Фрося в своей норковой шубе представляла собой заманчивого покупателя, поэтому продавцы разного вида с удовольствием демонстрировали ей свой товар, оглядываясь, вытаскивая из-под прилавка дефициты всех мастей.
Через часик она вернулась к подруге, куртки на месте уже не было.
— Что, Настюха, ушла наша курточка?
— Фросенька, со свистом, за двести семьдесят отдала.
— Отлично, семьдесят наших, пойду к машине ещё две принесу, но выставляй по одной.
Когда она вернулась к прилавку, то заметила возле Насти стоящих двух парней, явно кого-то поджидавших.
Фрося не стала приближаться, а издали махнула подруге рукой.

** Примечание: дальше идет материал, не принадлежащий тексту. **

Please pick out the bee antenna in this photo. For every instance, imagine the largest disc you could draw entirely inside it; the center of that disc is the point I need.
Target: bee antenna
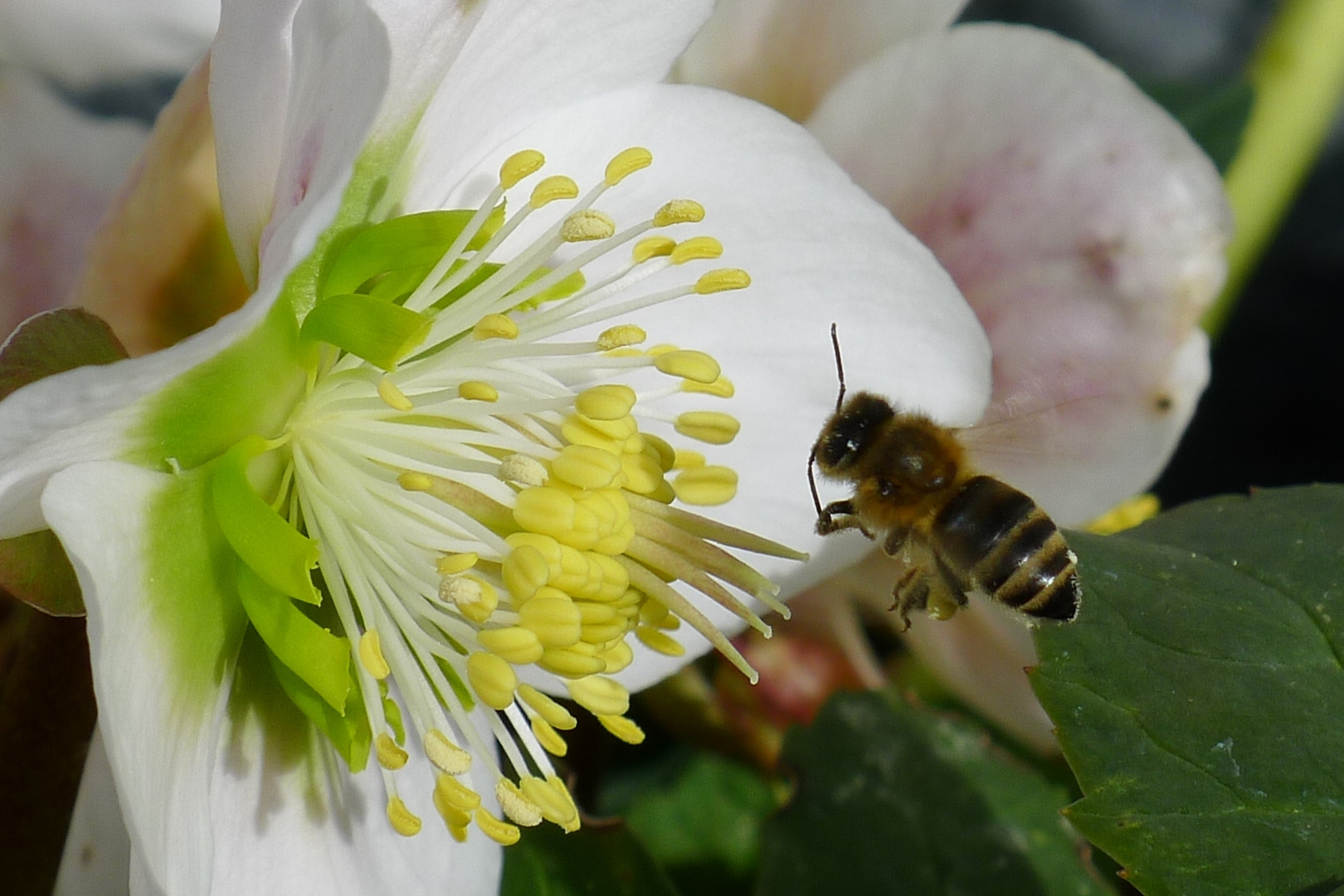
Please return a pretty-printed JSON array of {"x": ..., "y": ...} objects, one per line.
[{"x": 835, "y": 344}]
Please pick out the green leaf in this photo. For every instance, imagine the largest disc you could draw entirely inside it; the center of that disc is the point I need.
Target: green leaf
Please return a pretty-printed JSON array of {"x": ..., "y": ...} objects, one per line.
[
  {"x": 1200, "y": 694},
  {"x": 894, "y": 802},
  {"x": 600, "y": 861},
  {"x": 706, "y": 822},
  {"x": 1214, "y": 114}
]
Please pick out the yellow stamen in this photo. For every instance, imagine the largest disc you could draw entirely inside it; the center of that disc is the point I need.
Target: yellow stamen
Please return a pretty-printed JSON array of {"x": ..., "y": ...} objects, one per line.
[
  {"x": 371, "y": 655},
  {"x": 626, "y": 163},
  {"x": 476, "y": 391},
  {"x": 519, "y": 165}
]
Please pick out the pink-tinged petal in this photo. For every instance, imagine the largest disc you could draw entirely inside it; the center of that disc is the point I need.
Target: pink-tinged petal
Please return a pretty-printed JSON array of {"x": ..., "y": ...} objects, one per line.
[
  {"x": 58, "y": 173},
  {"x": 81, "y": 43},
  {"x": 819, "y": 251},
  {"x": 789, "y": 52},
  {"x": 1083, "y": 226}
]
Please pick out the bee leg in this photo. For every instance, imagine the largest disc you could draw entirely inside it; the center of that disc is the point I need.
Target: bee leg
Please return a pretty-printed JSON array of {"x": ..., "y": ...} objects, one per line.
[{"x": 828, "y": 522}]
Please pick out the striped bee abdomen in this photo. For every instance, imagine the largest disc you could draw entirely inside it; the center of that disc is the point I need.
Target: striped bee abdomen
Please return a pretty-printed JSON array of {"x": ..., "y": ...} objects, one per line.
[{"x": 1008, "y": 550}]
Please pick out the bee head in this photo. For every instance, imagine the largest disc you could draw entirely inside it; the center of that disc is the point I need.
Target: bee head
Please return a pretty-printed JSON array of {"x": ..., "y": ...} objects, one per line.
[{"x": 851, "y": 431}]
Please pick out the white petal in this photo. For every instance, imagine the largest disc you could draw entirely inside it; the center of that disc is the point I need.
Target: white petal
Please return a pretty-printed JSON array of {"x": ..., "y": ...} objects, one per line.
[
  {"x": 97, "y": 856},
  {"x": 789, "y": 52},
  {"x": 819, "y": 251},
  {"x": 81, "y": 43},
  {"x": 58, "y": 173},
  {"x": 1083, "y": 226}
]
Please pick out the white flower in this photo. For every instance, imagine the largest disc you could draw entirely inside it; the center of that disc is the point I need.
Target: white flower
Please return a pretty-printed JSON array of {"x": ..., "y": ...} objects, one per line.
[{"x": 476, "y": 458}]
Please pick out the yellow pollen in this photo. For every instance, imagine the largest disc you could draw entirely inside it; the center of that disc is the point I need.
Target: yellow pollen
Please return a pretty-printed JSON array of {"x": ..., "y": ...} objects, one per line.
[
  {"x": 553, "y": 188},
  {"x": 455, "y": 563},
  {"x": 392, "y": 397},
  {"x": 371, "y": 655},
  {"x": 523, "y": 470},
  {"x": 492, "y": 680},
  {"x": 605, "y": 402},
  {"x": 721, "y": 387},
  {"x": 519, "y": 165},
  {"x": 500, "y": 832},
  {"x": 587, "y": 226},
  {"x": 722, "y": 280},
  {"x": 652, "y": 247},
  {"x": 403, "y": 821},
  {"x": 446, "y": 757},
  {"x": 622, "y": 728},
  {"x": 706, "y": 485},
  {"x": 659, "y": 641},
  {"x": 696, "y": 249},
  {"x": 455, "y": 794},
  {"x": 553, "y": 712},
  {"x": 388, "y": 754},
  {"x": 587, "y": 466},
  {"x": 548, "y": 738},
  {"x": 555, "y": 809},
  {"x": 620, "y": 336},
  {"x": 689, "y": 364},
  {"x": 679, "y": 212},
  {"x": 515, "y": 644},
  {"x": 626, "y": 163},
  {"x": 515, "y": 806},
  {"x": 477, "y": 391},
  {"x": 711, "y": 427}
]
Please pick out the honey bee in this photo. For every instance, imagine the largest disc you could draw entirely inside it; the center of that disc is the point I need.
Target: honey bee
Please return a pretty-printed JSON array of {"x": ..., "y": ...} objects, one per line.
[{"x": 957, "y": 531}]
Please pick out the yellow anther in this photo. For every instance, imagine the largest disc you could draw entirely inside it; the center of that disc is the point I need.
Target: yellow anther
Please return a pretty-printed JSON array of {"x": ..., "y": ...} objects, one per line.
[
  {"x": 617, "y": 657},
  {"x": 601, "y": 696},
  {"x": 403, "y": 821},
  {"x": 626, "y": 163},
  {"x": 620, "y": 336},
  {"x": 553, "y": 616},
  {"x": 548, "y": 738},
  {"x": 477, "y": 391},
  {"x": 524, "y": 570},
  {"x": 557, "y": 715},
  {"x": 622, "y": 728},
  {"x": 494, "y": 327},
  {"x": 706, "y": 485},
  {"x": 696, "y": 249},
  {"x": 455, "y": 563},
  {"x": 652, "y": 247},
  {"x": 392, "y": 397},
  {"x": 446, "y": 757},
  {"x": 555, "y": 809},
  {"x": 689, "y": 364},
  {"x": 587, "y": 466},
  {"x": 722, "y": 280},
  {"x": 371, "y": 655},
  {"x": 519, "y": 165},
  {"x": 605, "y": 402},
  {"x": 500, "y": 832},
  {"x": 679, "y": 212},
  {"x": 515, "y": 644},
  {"x": 572, "y": 663},
  {"x": 523, "y": 470},
  {"x": 714, "y": 427},
  {"x": 474, "y": 598},
  {"x": 492, "y": 680},
  {"x": 515, "y": 806},
  {"x": 659, "y": 641},
  {"x": 455, "y": 793},
  {"x": 587, "y": 225},
  {"x": 388, "y": 754},
  {"x": 553, "y": 188},
  {"x": 721, "y": 387}
]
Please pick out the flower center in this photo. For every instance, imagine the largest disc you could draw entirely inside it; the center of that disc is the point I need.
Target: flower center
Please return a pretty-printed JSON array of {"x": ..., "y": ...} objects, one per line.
[{"x": 487, "y": 501}]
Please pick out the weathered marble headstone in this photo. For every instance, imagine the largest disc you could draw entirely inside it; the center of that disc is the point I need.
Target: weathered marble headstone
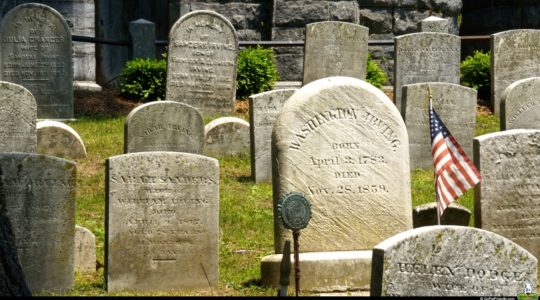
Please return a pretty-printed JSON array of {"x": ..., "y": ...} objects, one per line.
[
  {"x": 450, "y": 261},
  {"x": 201, "y": 62},
  {"x": 507, "y": 200},
  {"x": 85, "y": 250},
  {"x": 342, "y": 142},
  {"x": 39, "y": 191},
  {"x": 162, "y": 230},
  {"x": 164, "y": 126},
  {"x": 520, "y": 105},
  {"x": 425, "y": 57},
  {"x": 17, "y": 119},
  {"x": 263, "y": 110},
  {"x": 454, "y": 214},
  {"x": 36, "y": 52},
  {"x": 227, "y": 136},
  {"x": 515, "y": 55},
  {"x": 58, "y": 139},
  {"x": 455, "y": 104},
  {"x": 433, "y": 24},
  {"x": 335, "y": 48}
]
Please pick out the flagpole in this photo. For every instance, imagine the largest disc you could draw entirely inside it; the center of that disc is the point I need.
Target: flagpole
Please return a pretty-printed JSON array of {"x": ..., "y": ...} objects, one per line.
[{"x": 434, "y": 174}]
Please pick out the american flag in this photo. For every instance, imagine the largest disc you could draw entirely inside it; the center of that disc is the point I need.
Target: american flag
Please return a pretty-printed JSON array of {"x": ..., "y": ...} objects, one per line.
[{"x": 454, "y": 171}]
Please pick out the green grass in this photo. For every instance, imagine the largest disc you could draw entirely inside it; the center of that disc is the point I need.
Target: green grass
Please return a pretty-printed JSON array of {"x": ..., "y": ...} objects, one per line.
[{"x": 246, "y": 222}]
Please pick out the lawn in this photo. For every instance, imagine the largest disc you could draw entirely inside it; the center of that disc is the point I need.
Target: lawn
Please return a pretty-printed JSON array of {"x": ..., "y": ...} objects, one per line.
[{"x": 246, "y": 222}]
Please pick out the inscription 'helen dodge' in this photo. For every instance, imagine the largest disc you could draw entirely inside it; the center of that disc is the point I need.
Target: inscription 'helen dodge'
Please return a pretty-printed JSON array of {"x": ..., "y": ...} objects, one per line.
[
  {"x": 35, "y": 52},
  {"x": 162, "y": 222}
]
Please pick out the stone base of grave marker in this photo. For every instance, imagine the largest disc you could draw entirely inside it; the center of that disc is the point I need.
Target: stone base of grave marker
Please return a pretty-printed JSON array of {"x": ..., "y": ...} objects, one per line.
[{"x": 323, "y": 271}]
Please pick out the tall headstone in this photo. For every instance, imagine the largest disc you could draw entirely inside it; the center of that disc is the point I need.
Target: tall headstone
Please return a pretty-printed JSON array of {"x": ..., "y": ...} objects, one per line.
[
  {"x": 201, "y": 63},
  {"x": 17, "y": 119},
  {"x": 263, "y": 110},
  {"x": 342, "y": 143},
  {"x": 39, "y": 192},
  {"x": 162, "y": 228},
  {"x": 520, "y": 105},
  {"x": 36, "y": 52},
  {"x": 58, "y": 139},
  {"x": 226, "y": 136},
  {"x": 455, "y": 104},
  {"x": 450, "y": 261},
  {"x": 425, "y": 57},
  {"x": 515, "y": 55},
  {"x": 335, "y": 48},
  {"x": 507, "y": 200},
  {"x": 164, "y": 126}
]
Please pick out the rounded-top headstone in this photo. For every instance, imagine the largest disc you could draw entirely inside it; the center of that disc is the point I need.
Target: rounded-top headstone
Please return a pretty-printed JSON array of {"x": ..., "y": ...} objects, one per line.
[
  {"x": 36, "y": 52},
  {"x": 201, "y": 62},
  {"x": 450, "y": 261},
  {"x": 342, "y": 142},
  {"x": 164, "y": 126},
  {"x": 58, "y": 139},
  {"x": 17, "y": 119},
  {"x": 520, "y": 105}
]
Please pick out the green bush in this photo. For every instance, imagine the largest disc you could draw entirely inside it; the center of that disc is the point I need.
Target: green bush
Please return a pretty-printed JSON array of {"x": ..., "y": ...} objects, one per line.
[
  {"x": 144, "y": 78},
  {"x": 475, "y": 73},
  {"x": 256, "y": 71},
  {"x": 374, "y": 74}
]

Настя замахала в ответ, чтобы та быстрей подошла к ней.
— Голубушка, эти парни хотят купить такую же куртку, как их товарищ.
— Не пойдёт, мы с тобой явно продешевили, я видела, там такую за триста пятьдесят загнали.
— Мамаша, не гони пургу, мы две за пол штуки возьмём, век воли не видать.
Фрося сощурила глаза:
— Ты, чё недавно парашу нюхал или косишь под блатного?
Парень остолбенел, а второй тихо проговорил:
— Мать, давай без эксцессов, мы же на базаре, твоя последняя цена, сойдёмся, мерим, а если нет, то побежали дальше искать нужный нам товар.
Фрося оглянулась:
— Берёте сразу две, за шесть соток отдам, ни копейки меньше.
Ребята отошли, посовещались и вернулись:
— Давай мать, с тобой, похоже, особо не поторгуешься, мы согласны.
— Тогда, зайдём за наш прилавок на примерку, а то если сделаете ноги, мне не с руки за вами по толкучке бегать или искать, кто вам задницу надерёт.
Через десять минут обе стороны довольные друг другом мирно распрощались.
— Настюха, держи свою долю.
— Фросенька, ты не ошибаешься, сто тридцать пять рубликов здесь?
— Это твоя половина, свою я уже в сумочку спрятала, а хозяин получит то, что запрашивал.
— Ох, ты, моя господарушка, я тут своим вязаньем чуть на тридцатку наторговала, а ведь нитки тоже денег стоят, про работу я вообще молчу.
То, о чём ты мне давеча ночью говорила это и есть эти курточки?
— Нет, Настюха, это так мелочь, мне обещали партию товара ещё более стоящего.
— Так, пойдём уже отсюда, чего зря мёрзнуть, заработав махом такие деньжищи, будем что ли ждать с тобой, пока кто-нибудь ещё одни носочки купит.
Фрося отвезла Настю в её деревню и уже к обеденному часу была дома.
Записка лежала на том же месте, но ключ отсутствовал.
Фрося развернула листок — под её текстом прочитала написанное Олегом:
«Фросенька, принимаю ключ, как высшую степень доверия и дарованную надежду на будущие встречи.
После двух освобожусь и приеду к тебе, надеюсь застать дома, вылетаю завтра, с величайшим чувством душевного тепла, Олег.»
Фрося усмехнулась — надо же, душевного тепла, а, что нельзя было просто написать — с любовью…
Наверное, нет у него ещё ко мне той любви, о которой вслух кричат, а я бы уже могла бы во всеуслышание крикнуть, дурочка и есть дурочка, на седьмом десятке любви ей подавай.
Так, еды со вчерашнего дня осталось полно, приедет, разогреем, а пока позвоню подружке Андрея, надо, похоже, самой активизироваться.